We study continual experiential learning in Large Language Model (LLM) agents that integrate episodic memory with reinforcement learning. The central mechanism is reflection, where an agent uses past experiences to guide future decisions without modifying model parameters. Building on ideas from case-based reasoning and the Memento framework (Memento-1 and, Memento-2), we model learning as a memory-driven process in which agents store trajectories, cases, and reusable skills and retrieve them to improve decision making in new situations. To formalise this idea, we introduce the Stateful Reflective Decision Process (SRDP), where an agent maintains evolving memory and performs two operations: write, storing outcomes of interactions (policy evaluation), and read, retrieving relevant experiences to guide actions (policy improvement). We show how this read–write reflective learning can be integrated with reinforcement learning through retrieval-augmented policy iteration and prove that, as memory grows and increasingly covers the state space, the resulting policy converges to the optimal solution. This framework provides a principled foundation for memory-based LLM agents capable of continual adaptation during deployment.
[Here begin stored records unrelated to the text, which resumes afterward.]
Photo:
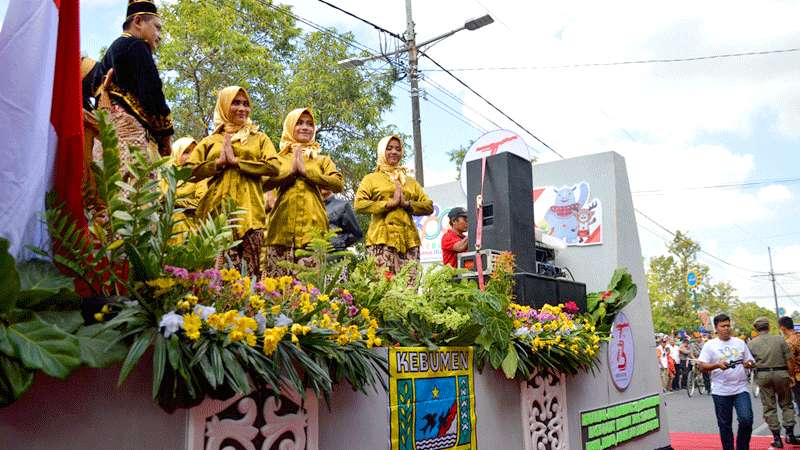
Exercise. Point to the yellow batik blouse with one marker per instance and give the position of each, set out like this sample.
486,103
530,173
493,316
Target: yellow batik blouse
299,208
257,159
392,227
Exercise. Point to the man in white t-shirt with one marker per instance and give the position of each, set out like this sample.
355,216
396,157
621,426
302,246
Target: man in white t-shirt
726,357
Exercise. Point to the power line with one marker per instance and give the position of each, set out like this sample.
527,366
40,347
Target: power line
744,184
373,25
490,104
673,234
623,63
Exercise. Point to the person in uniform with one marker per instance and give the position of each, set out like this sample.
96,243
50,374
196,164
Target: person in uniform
342,217
455,240
129,87
392,198
772,376
792,338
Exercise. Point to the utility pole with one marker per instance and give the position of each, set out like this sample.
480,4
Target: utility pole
772,278
411,45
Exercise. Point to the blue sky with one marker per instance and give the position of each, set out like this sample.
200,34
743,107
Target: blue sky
679,126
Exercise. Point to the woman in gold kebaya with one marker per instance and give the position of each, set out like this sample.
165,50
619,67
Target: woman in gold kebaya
299,208
187,193
234,159
392,198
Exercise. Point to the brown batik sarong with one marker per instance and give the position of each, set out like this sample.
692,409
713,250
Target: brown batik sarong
248,250
394,261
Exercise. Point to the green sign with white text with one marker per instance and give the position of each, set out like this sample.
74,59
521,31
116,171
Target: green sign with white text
616,424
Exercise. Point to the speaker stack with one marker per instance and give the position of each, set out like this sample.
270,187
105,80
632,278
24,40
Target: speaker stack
508,225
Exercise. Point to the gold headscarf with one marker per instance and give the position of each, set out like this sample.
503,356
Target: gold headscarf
180,146
310,149
396,172
222,115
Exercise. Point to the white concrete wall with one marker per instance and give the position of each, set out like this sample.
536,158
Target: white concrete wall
608,179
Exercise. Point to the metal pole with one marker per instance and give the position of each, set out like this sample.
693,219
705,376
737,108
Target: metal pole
411,45
772,278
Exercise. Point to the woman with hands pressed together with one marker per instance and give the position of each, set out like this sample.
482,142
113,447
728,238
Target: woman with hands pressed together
392,198
234,159
299,208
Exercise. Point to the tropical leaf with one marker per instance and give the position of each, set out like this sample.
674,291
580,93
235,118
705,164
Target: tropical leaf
100,346
40,345
9,279
14,379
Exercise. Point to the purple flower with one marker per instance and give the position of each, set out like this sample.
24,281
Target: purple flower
177,272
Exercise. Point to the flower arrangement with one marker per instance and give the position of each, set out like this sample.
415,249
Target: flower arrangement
220,332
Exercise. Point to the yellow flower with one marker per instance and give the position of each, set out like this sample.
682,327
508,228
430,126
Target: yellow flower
285,281
256,302
230,274
270,284
162,285
191,325
216,321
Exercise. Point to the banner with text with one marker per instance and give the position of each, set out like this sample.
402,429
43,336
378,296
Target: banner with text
432,398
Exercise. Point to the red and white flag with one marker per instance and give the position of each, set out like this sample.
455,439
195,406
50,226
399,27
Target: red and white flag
41,118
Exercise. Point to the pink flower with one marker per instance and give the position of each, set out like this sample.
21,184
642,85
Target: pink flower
571,307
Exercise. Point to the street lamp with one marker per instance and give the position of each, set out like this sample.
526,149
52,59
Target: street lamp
412,48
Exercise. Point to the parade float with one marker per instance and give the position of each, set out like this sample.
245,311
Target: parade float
130,339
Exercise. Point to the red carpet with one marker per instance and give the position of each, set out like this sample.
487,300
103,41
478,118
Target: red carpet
700,441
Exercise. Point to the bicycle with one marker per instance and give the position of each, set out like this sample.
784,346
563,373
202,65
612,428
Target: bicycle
695,380
755,389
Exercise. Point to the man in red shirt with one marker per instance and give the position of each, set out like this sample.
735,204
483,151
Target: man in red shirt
455,239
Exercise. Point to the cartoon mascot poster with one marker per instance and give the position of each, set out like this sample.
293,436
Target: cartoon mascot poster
569,213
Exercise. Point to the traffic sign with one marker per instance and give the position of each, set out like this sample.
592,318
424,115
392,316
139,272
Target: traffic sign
692,279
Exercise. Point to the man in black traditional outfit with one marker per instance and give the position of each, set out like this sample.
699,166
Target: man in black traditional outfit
129,87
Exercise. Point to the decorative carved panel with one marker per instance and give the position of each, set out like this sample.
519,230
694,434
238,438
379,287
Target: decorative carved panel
544,413
259,421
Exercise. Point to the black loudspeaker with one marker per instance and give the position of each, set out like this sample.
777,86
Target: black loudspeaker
536,290
507,207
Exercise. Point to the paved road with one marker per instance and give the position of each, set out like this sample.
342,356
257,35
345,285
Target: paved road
696,414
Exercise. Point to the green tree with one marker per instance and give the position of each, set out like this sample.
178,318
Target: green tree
743,314
671,299
263,50
457,155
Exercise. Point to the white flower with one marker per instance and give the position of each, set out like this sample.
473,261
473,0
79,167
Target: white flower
262,322
522,331
283,321
204,311
171,323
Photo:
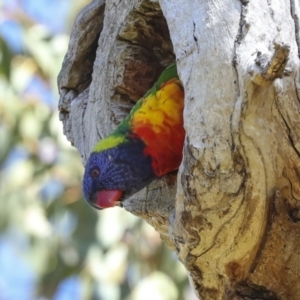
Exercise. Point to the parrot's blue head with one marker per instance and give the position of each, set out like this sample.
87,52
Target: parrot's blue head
115,174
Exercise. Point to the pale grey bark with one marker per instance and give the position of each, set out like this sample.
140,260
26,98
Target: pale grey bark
233,213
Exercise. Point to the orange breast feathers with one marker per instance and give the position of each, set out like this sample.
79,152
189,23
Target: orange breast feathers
159,123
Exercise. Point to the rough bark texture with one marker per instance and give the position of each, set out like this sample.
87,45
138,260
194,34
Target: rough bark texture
232,213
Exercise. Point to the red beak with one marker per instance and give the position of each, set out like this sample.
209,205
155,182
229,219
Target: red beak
108,198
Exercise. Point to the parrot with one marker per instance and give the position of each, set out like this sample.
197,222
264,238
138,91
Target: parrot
145,146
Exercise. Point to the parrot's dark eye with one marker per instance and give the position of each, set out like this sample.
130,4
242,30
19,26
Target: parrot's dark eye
95,172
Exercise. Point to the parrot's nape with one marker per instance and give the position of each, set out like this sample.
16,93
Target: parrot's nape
146,145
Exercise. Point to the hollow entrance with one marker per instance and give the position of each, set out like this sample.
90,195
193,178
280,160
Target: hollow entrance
145,50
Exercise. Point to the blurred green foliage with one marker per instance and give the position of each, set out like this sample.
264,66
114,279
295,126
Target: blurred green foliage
114,254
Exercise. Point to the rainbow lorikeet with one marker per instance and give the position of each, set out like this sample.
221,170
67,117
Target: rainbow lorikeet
146,145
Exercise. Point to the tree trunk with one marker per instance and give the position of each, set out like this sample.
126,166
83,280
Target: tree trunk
232,212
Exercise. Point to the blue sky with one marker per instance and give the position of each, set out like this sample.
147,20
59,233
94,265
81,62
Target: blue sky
17,279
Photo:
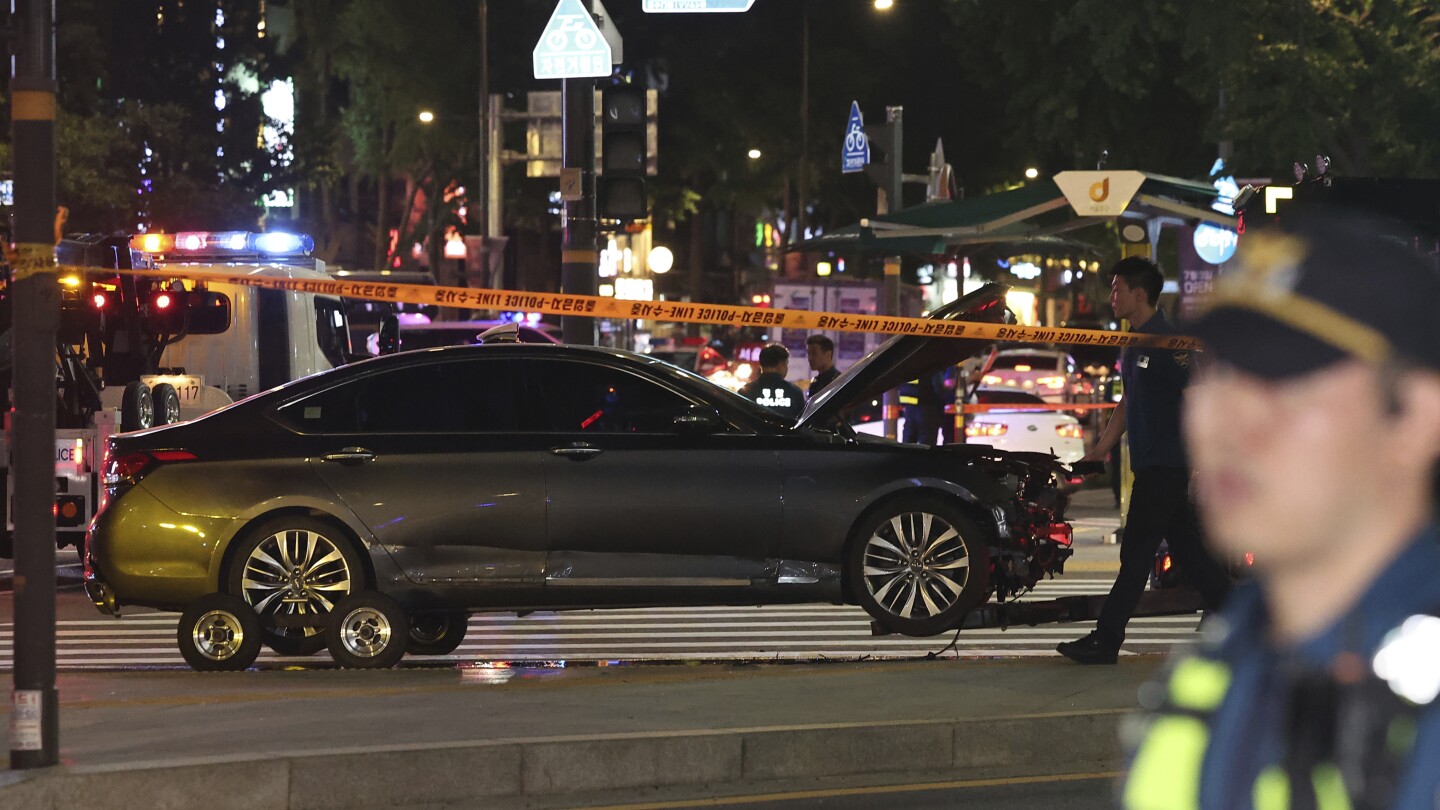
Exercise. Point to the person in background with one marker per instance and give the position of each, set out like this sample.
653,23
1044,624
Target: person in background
1315,433
1161,509
820,352
771,388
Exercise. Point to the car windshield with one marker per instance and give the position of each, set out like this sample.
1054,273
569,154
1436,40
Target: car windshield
1026,362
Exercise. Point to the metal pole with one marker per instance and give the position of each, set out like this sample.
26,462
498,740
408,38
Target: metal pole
890,199
804,173
483,173
578,251
35,712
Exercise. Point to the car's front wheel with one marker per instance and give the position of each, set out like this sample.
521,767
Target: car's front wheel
293,571
918,565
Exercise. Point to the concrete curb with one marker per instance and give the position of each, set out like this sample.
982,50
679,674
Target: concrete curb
572,767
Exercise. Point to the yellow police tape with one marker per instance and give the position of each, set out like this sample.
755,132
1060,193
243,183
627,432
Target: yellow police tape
722,314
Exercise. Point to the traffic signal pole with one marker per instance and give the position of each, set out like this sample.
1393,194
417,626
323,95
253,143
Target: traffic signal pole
35,717
579,257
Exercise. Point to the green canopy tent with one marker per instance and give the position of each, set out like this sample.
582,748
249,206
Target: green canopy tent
1031,215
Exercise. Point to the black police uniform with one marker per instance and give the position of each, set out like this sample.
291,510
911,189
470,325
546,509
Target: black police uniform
822,379
1159,497
775,392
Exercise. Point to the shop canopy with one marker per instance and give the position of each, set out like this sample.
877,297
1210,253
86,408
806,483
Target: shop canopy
1033,215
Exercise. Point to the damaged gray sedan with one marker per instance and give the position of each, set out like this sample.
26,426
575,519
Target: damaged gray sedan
520,477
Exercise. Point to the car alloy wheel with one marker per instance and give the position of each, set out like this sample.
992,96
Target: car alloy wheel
219,632
367,630
919,567
293,572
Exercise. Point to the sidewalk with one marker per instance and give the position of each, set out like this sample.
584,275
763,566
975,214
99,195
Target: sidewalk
568,737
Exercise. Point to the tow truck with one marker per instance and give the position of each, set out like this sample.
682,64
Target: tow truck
140,350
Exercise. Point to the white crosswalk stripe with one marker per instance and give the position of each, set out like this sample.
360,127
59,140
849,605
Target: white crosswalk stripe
642,634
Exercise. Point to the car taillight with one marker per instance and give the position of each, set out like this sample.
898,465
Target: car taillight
1062,533
130,467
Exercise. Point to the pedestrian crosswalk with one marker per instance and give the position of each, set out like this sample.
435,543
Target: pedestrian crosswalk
641,634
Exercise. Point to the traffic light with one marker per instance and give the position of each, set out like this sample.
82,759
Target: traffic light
624,154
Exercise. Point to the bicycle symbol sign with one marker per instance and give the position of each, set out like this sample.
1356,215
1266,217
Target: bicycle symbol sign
857,146
572,45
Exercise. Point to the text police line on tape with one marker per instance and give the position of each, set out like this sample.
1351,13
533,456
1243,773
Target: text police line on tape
678,312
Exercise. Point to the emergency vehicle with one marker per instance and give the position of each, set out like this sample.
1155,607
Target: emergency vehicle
137,350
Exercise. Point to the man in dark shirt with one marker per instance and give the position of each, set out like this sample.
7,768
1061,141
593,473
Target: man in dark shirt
820,350
771,388
1161,509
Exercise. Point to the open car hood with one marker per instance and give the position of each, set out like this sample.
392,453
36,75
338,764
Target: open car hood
909,356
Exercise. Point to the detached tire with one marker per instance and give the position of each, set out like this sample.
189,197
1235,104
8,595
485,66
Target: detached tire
294,565
367,630
918,565
219,633
137,408
437,633
166,402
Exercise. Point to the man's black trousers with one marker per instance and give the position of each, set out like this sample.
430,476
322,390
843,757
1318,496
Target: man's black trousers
1159,510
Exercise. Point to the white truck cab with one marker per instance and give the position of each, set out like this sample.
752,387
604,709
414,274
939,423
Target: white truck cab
141,350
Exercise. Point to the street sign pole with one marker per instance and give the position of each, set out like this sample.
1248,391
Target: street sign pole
35,711
579,257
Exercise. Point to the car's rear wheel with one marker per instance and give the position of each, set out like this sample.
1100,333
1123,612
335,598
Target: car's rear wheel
437,633
166,402
918,565
219,633
367,630
293,571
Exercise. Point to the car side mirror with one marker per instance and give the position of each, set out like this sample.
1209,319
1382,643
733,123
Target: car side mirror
388,337
700,420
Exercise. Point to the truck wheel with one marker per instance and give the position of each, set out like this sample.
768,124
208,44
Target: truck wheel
219,633
137,410
166,404
437,633
367,630
918,565
294,565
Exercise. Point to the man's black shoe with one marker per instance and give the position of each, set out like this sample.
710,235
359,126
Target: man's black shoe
1089,650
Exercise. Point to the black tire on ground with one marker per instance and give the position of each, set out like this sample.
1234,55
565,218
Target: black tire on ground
259,572
367,630
918,565
219,633
137,410
166,402
437,633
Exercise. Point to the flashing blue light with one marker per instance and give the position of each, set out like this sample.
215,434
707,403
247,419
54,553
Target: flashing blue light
277,242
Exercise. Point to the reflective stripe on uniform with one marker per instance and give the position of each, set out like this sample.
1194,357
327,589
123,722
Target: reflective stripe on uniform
1198,685
1165,774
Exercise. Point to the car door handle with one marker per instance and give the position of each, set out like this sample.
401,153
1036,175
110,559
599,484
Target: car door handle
350,456
578,451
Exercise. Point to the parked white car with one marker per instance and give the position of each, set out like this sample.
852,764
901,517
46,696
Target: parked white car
1015,428
1049,374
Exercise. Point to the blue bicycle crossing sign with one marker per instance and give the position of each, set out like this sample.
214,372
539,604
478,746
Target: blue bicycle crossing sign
572,45
856,153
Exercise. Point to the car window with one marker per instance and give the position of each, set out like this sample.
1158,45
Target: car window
471,395
1036,362
987,397
592,398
We will present our recent practical Memento-Skills agent system that is naturally integrated with existing industry scale LLM application.

Bio:

Jun Wang is Professor at the Computer Science department, University College London. Prof. Jun Wang is a leading expert in AI, Machine Learning, and Multiagent Systems, with over 200 publications. His research has earned eight Best Paper awards, including SIGIR Test of Time and Honourable Mentions, and has led to widely adopted algorithms used by Ray and CERN for particle discovery. He won the first global real-time bidding contest (2013) and NeurIPS 2020 black-box optimisation challenge, with solutions now deployed in industry. His patents with BT enhance personalisation in recommender systems by dynamically adjusting training data. As co-founder and Chief Scientist of UCL spinout MediaGamma (2013–2020), he led the development of AI-driven audience decision tools, helping the company secure £5.8M in funding before its acquisition in 2020.